The pathway was formed shortly after the terror attacks of 2001, which included a harrowing series of incidents in which spores of anthrax were sent through the US postal system, killing several people and sickening many more.
In response to the attacks, legislators and regulators determined that a regulatory process needed to be established to test the safety and effectiveness of so-called medical countermeasures while taking into account the extremely dangerous nature of the pathogens against which they would need to protect their subjects. The problem, at its most basic level: How can you show that a drug product is safe in humans when subjecting them to a virus or bacteria could potentially kill them?
The answer to that question was, rather simply: You don't. Instead, FDA ultimately established the animal efficacy rule-an approval pathway through which manufacturers can apply for conditional approval of a medical countermeasure based on efficacy testing in human analogues such as pigs or chimpanzees. Safety testing is still conducted in humans.
J&J, GSK Nab First Animal Rule Approvals
In April, Johnson & Johnson's Levaquin (levofloxacin), an antibiotic intended to treat pneumonic plague, became the first product to receive FDA approval via the Animal Rule. That product received approval based on testing in African green monkeys infected with pneumonic plague. None of the placebo control group survived contact with the virus, while 94% of the Levaquin group survived.
FDA's 14 December 2012 approval of raxibacumab marks just the second approval under the Animal Rule, but also the first monoclonal antibody. The drug is also notable in that it is intended to treat inhalation anthrax-the pathogen perhaps most to thank for the formation of the animal efficacy rule.

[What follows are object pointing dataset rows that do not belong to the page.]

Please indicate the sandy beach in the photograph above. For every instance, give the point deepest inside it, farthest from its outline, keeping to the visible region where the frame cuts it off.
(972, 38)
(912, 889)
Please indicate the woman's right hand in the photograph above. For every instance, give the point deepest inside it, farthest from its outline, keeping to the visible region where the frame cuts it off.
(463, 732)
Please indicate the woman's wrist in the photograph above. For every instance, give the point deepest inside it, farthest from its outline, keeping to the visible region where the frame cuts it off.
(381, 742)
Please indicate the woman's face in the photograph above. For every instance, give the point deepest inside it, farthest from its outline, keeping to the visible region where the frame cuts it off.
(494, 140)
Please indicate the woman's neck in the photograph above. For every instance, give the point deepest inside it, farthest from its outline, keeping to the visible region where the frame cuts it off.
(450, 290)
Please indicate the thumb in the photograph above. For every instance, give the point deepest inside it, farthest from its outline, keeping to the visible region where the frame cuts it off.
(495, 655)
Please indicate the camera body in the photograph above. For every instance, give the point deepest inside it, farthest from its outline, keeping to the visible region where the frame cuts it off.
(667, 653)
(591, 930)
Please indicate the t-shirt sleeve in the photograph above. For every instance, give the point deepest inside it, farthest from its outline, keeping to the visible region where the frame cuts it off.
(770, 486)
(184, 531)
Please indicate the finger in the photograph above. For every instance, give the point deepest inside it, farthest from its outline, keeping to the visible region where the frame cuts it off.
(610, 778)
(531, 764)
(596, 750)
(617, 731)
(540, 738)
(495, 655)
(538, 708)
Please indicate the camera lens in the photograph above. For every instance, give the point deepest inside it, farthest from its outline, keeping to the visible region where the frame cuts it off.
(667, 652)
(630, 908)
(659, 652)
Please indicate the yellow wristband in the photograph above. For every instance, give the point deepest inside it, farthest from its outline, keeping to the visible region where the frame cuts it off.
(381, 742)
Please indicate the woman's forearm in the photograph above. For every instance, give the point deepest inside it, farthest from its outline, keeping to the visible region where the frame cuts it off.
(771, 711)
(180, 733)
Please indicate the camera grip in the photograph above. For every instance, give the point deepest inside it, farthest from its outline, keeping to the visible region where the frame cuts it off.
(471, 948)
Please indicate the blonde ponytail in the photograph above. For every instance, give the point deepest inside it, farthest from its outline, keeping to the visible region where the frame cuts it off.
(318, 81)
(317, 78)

Raxibacumab was tested in one study involving monkeys and three involving rabbits. As with Levaquin, none of the animals in the control groups survived being infected with inhalation anthrax, while 64% of monkeys and 44% of rabbits in one study treated with raxibacumab survived. FDA also said GSK's studies showed the drug was an improvement over existing antibiotic therapies, according to the animal studies.
Edward Cox, director of FDA's Office of Antimicrobial Products, said that the drug is specifically aimed at defending against another bioterrorism-type event. "Although antibiotics are approved to prevent and treat anthrax infection, raxibacumab is the first approved agent that acts by neutralizing the toxins produced by B. anthracis," he added.
In a statement, GSK said the drug had been in development since the 2001 anthrax attacks. "Our development program charted new territory in terms of the science and the regulatory pathway and was a result of our successful collaboration with the Biomedical Advanced Research and Development Authority (BARDA) and FDA," said Sally Bolmer, senior vice president of Development and Regulatory Affairs at Human Genome Sciences, a subsidiary of GSK.
Other Animal Rule Initiatives
Both approvals come as both FDA and other government entities are looking into ways to refine the Animal Rule process and the protections it affords to the human subjects it is intended to protect.
In May 2012, FDA's chief scientist, Jesse Goodman, noted in a presentation to FDA's Science Board that the agency is planning to launch a program to qualify the animal models used to support animal efficacy rule submissions as part of its larger Medical Countermeasures Initiative. That program might well be its Drug Development Tools Qualification Program (DDTs Program), which it said was specifically geared toward evaluating animal rule qualification tests.
In June 2012, FDA announced it would be accepting a grant application from the University of Texas' Medical Branch to develop a Good Laboratory Practices (GLP) training program to better protect some of the world's most dangerous testing environments-the very same that often contain pathogens like anthrax and the pneumonic plague.
The ethical implications of the pathway are also set to be explored by a high-ranking commission. A June 2012 notice by the Presidential Commission for the Study of Bioethical Issues said that it plans to look at the legal, ethical and societal issues associated with testing medical countermeasures, and particularly how children can be better protected in the case of an emergency.
"While significant progress has been made in the development of medical countermeasures for adults, the development of similar products for children has lagged, in part because of challenges in conducting safety and immunogenicity studies," the Commission explained. "The Commission is particularly interested in policies, practices, research, and perspectives on ethical issues associated with pre- and post-event studies testing the safety, dose, and/or immunogenicity of medical countermeasures for and with children."